I tried rewriting $Q(x_1^n)$ using $$(n-\frac{1}{2})(n-\frac{3}{2})\cdots \frac{1}{2} = \frac{(2n)!}{2^{2n}n!}$$ in terms of factorials (regarding the denominator, distinguishing the cases $k=$ odd and $k=$ even), then applying Stirling’s formula $$\sqrt{2\pi}n^{n+\frac{1}{2}}e^{-n+\frac{1}{12(n+1)}}\leq n!\leq \sqrt{2\pi}n^{n+\frac{1}{2}}e^{-n+\frac{1}{12n}}.$$
I'm going to explicitly assume $k \le 2n$. Since you're arguing in the regime $n = \omega(1), k = \Theta(1),$ this asymptotically holds.
This is essentially an exercise in judiciously using Stirling's approximation, and being nice to oneself by hiding factors that don't matter.
The numerator of $Q$ is $ N:= \prod_{i= 1}^k \frac{(2n_i)!}{4^{n_i} n_i!} $ by the expression you have. Using Stirling's approximation in the form you have, we can further bound the terms as $$ \frac{1}{C'}n_i^{n_i} e^{-n_i} \le \frac{(2n_i)!}{4^{n_i} n_i!} \le C \frac{(2n_i)^{2n_i + 1/2} e^{-2n_i}}{4^{n_i} n_i^{n_i + 1/2} e^{-n_i}} = C' n_i^{n_i} e^{-n_i},$$
where $C, C'$ are some absolute constants. This tells us that $$ N \asymp e^{-n} \prod n_i^{n_i},$$ where by $\asymp$ I mean equal up to factors depending only on $k$.

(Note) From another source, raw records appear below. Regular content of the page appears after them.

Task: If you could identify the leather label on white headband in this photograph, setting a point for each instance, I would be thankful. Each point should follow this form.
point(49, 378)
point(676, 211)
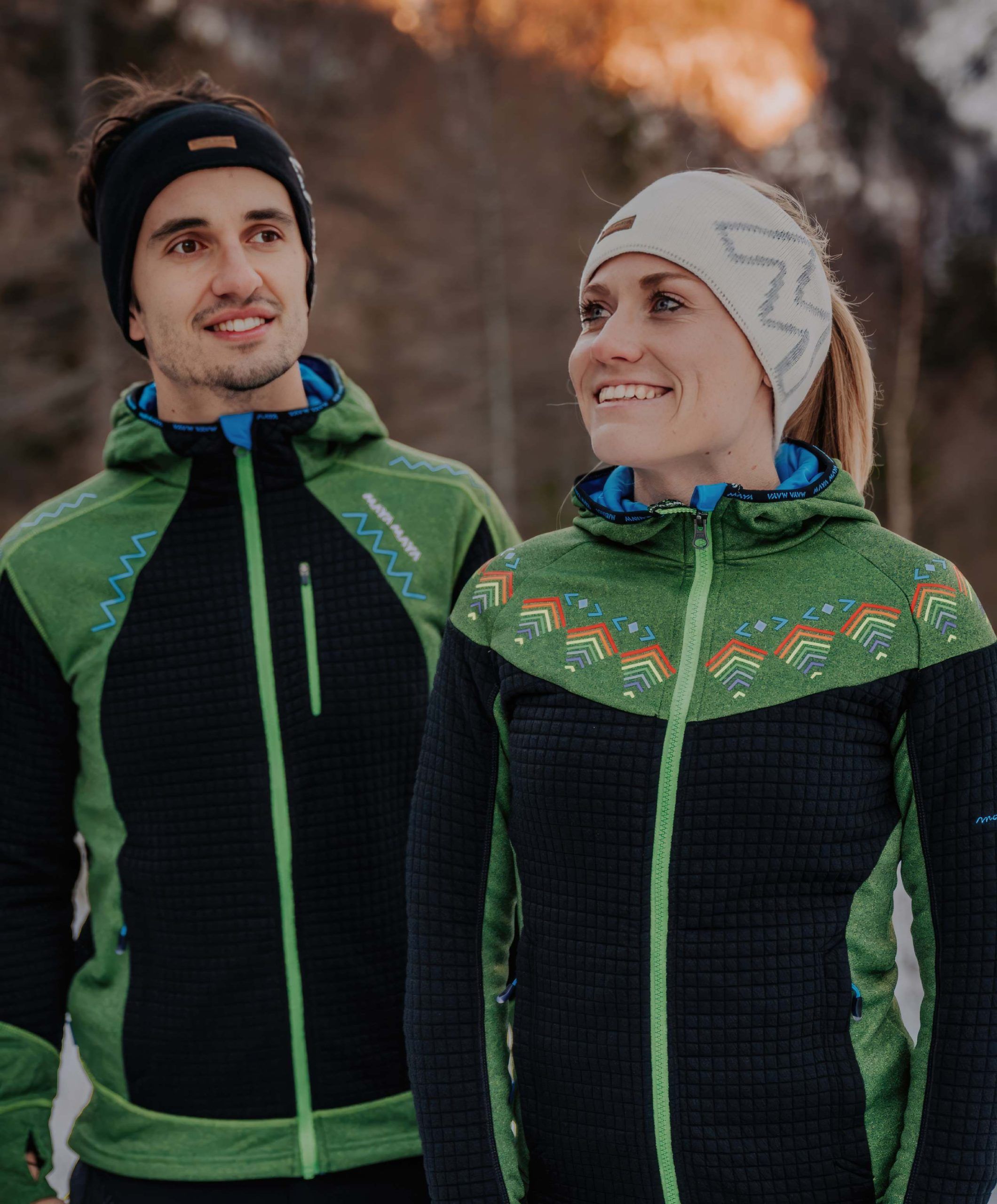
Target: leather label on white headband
point(623, 224)
point(216, 140)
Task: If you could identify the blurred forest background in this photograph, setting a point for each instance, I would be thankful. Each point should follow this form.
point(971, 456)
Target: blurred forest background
point(463, 154)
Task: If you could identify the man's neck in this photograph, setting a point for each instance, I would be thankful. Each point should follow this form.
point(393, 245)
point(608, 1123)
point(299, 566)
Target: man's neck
point(207, 404)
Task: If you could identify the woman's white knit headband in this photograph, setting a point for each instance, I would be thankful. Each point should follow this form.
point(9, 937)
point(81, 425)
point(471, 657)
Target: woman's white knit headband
point(755, 258)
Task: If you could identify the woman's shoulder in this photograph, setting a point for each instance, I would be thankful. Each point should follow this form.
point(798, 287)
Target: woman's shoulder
point(927, 587)
point(507, 577)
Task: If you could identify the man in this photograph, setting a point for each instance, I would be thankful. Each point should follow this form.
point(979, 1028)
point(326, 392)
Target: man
point(215, 660)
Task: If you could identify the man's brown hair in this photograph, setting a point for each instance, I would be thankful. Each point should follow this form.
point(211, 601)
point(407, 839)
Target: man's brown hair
point(134, 99)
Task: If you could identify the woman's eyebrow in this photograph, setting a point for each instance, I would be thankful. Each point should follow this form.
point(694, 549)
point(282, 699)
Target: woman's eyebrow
point(649, 282)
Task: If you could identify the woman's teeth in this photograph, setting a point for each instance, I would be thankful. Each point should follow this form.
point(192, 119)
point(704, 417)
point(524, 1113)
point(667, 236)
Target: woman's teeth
point(641, 392)
point(240, 324)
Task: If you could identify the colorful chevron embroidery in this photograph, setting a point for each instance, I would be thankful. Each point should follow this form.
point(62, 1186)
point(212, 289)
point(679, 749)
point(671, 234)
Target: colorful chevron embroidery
point(586, 646)
point(643, 669)
point(806, 650)
point(936, 606)
point(872, 626)
point(494, 589)
point(540, 617)
point(736, 666)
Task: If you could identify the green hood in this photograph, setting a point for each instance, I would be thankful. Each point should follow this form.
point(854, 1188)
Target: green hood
point(163, 450)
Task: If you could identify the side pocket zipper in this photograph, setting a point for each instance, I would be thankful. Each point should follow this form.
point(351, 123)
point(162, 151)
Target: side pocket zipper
point(311, 640)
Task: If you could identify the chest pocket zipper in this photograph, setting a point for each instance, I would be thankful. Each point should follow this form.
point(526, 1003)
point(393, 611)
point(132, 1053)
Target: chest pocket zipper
point(311, 639)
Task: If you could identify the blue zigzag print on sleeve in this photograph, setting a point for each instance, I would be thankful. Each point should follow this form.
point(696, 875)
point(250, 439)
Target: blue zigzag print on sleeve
point(390, 571)
point(139, 554)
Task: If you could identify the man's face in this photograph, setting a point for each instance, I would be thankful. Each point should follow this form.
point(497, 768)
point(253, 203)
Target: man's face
point(217, 248)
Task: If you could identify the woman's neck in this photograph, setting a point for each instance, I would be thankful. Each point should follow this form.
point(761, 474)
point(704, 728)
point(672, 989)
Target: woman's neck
point(751, 467)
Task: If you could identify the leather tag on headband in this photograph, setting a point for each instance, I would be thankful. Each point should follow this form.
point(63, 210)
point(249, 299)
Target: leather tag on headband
point(216, 140)
point(623, 224)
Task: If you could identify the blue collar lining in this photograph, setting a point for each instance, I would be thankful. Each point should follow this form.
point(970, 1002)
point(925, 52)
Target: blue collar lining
point(798, 469)
point(237, 429)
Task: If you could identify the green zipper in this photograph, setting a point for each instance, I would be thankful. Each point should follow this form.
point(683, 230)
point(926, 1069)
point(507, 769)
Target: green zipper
point(311, 639)
point(278, 803)
point(667, 788)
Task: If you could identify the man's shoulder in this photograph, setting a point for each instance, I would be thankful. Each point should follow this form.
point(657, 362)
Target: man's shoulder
point(53, 527)
point(436, 484)
point(422, 469)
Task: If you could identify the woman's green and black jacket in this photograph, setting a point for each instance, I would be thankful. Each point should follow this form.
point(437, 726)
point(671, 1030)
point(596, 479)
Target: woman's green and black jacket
point(672, 761)
point(215, 663)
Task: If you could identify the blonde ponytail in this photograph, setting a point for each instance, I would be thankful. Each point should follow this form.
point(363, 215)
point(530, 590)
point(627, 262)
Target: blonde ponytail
point(839, 411)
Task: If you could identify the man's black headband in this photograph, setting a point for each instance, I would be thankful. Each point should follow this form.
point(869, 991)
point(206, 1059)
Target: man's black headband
point(171, 145)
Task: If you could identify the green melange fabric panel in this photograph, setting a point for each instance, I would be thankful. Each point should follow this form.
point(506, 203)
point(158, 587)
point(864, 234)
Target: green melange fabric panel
point(499, 926)
point(923, 930)
point(130, 1141)
point(880, 1041)
point(97, 551)
point(31, 1072)
point(417, 515)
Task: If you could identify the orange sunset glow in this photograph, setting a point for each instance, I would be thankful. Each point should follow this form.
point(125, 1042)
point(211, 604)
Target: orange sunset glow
point(751, 65)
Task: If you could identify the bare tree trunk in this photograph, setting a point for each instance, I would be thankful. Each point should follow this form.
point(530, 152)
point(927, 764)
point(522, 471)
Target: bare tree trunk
point(907, 370)
point(78, 28)
point(493, 286)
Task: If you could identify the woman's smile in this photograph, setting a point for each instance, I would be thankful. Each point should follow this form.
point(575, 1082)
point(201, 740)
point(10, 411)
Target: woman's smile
point(630, 392)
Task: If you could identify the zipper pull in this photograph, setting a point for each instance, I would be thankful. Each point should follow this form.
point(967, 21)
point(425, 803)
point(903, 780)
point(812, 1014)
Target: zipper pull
point(507, 994)
point(700, 538)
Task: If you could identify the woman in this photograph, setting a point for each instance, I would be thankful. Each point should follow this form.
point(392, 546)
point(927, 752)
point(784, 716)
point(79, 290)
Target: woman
point(675, 755)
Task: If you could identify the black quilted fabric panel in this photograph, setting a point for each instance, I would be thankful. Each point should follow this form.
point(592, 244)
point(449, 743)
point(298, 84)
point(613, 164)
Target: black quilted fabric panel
point(775, 831)
point(585, 781)
point(351, 772)
point(39, 860)
point(481, 551)
point(207, 1000)
point(206, 1019)
point(450, 849)
point(953, 742)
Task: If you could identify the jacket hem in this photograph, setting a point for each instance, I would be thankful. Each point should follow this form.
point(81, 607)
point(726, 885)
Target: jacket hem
point(117, 1136)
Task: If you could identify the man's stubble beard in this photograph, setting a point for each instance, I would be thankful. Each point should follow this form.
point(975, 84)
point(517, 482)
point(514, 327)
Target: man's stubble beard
point(228, 382)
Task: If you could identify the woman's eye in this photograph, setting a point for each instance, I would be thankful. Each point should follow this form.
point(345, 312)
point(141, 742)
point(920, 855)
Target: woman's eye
point(659, 304)
point(592, 312)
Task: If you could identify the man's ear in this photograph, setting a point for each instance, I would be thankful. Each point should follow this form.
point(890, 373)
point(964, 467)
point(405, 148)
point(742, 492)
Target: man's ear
point(136, 328)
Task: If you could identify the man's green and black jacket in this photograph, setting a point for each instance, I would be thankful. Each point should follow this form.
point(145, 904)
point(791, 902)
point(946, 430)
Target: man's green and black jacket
point(672, 761)
point(215, 663)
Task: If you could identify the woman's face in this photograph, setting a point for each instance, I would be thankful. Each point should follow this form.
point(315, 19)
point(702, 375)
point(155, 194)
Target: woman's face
point(661, 370)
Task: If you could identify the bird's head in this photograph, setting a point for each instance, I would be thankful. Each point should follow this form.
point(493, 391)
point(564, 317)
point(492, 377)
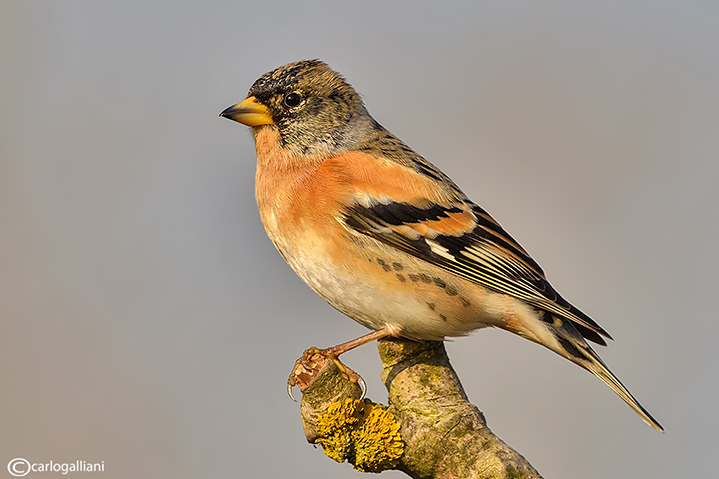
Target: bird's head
point(314, 109)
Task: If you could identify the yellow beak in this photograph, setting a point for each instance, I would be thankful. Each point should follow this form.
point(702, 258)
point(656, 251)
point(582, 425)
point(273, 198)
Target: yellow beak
point(249, 112)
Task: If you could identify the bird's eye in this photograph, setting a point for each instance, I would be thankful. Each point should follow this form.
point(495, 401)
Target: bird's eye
point(292, 99)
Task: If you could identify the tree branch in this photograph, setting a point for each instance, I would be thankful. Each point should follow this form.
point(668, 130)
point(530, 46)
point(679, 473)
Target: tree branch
point(429, 430)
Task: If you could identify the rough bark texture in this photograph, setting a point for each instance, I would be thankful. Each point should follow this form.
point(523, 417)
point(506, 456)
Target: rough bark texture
point(442, 434)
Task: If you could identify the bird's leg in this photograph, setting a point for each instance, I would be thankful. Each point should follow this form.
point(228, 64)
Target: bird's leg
point(333, 354)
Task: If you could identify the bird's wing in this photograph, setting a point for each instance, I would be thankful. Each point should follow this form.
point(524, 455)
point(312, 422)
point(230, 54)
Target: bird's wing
point(464, 239)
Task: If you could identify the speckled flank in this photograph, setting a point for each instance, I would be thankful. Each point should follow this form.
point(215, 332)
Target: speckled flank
point(384, 264)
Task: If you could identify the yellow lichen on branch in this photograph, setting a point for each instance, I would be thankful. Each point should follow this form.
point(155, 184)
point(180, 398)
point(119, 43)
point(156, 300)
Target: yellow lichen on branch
point(364, 433)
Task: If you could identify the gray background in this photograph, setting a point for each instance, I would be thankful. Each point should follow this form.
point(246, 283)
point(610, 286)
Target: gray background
point(148, 322)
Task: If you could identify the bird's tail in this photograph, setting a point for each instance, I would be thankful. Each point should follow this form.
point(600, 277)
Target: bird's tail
point(572, 346)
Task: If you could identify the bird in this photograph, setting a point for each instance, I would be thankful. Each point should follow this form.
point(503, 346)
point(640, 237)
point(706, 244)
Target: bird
point(387, 238)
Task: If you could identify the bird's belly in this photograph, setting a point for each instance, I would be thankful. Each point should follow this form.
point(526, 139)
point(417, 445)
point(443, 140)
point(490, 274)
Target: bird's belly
point(378, 286)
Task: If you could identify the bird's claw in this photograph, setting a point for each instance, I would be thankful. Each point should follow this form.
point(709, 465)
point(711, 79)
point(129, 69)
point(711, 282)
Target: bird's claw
point(306, 363)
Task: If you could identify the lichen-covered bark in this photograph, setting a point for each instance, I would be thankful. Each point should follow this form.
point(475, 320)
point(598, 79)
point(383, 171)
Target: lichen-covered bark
point(444, 436)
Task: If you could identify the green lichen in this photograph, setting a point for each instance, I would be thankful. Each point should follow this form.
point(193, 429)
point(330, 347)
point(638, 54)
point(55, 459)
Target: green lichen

Simlarly let $D$ be the denominator of $Q$. Since we don't care about $k$-dependent factors, note that we can increase the demoninator to just $(n-1 + k/2)!$ if $k$ is even, or to $(n-1+k/2) \dots 1/2$ if $k$ is odd. For even $k$, then, $$D \asymp (n-1 + k/2)^{n + (k-1)/2} e^{-n} = (n + \lfloor (k+1)/2 \rfloor-1)^{n + (k-1)/2} e^{-n}$$
While for odd $k$, we instead have the expression $$ D \asymp (n + (k-1)/2 - 1/2) \dots 1/2 = \frac{ (2n + k-1)!}{4^{n + (k-1)/2} (n +(k-1)/2)!}\\ \asymp (n + (k-1)/2)^{n + (k-1)/2} e^{-n} = (n + \lfloor (k+1)/2 \rfloor -1)^{n + (k-1)/2} e^{-n}.$$
So, $$Q \asymp \frac{\prod n_i^{n_i}}{ (n + \lfloor (k+1)/2 \rfloor-1)^{n + (k-1)/2}} = \frac{\prod (n_i/n)^{n_i}}{n^{-n} (n + \lfloor (k+1)/2 \rfloor -1)^{n + (k-1)/2}}.$$
So the conclusion will follow if $$ (n+ \lfloor (k+1)/2 \rfloor-1)^{n + (k-1)/2} \asymp n^{ n + (k-1)/2}.$$
To see this, note that the ratio of these is $$ 1 \le \left(1 + \frac{\lfloor (k+1)/2 \rfloor -1}{n}\right)^{n + (k-1)/2} \le \exp\left( \frac{k}{n} (n + (k-1)/2)\right) \le \exp(2 k)$$
under the assumption $k \le 2n.$ But these bounds are only $k$ dependent, so the ratio is $\asymp 1$ as needed.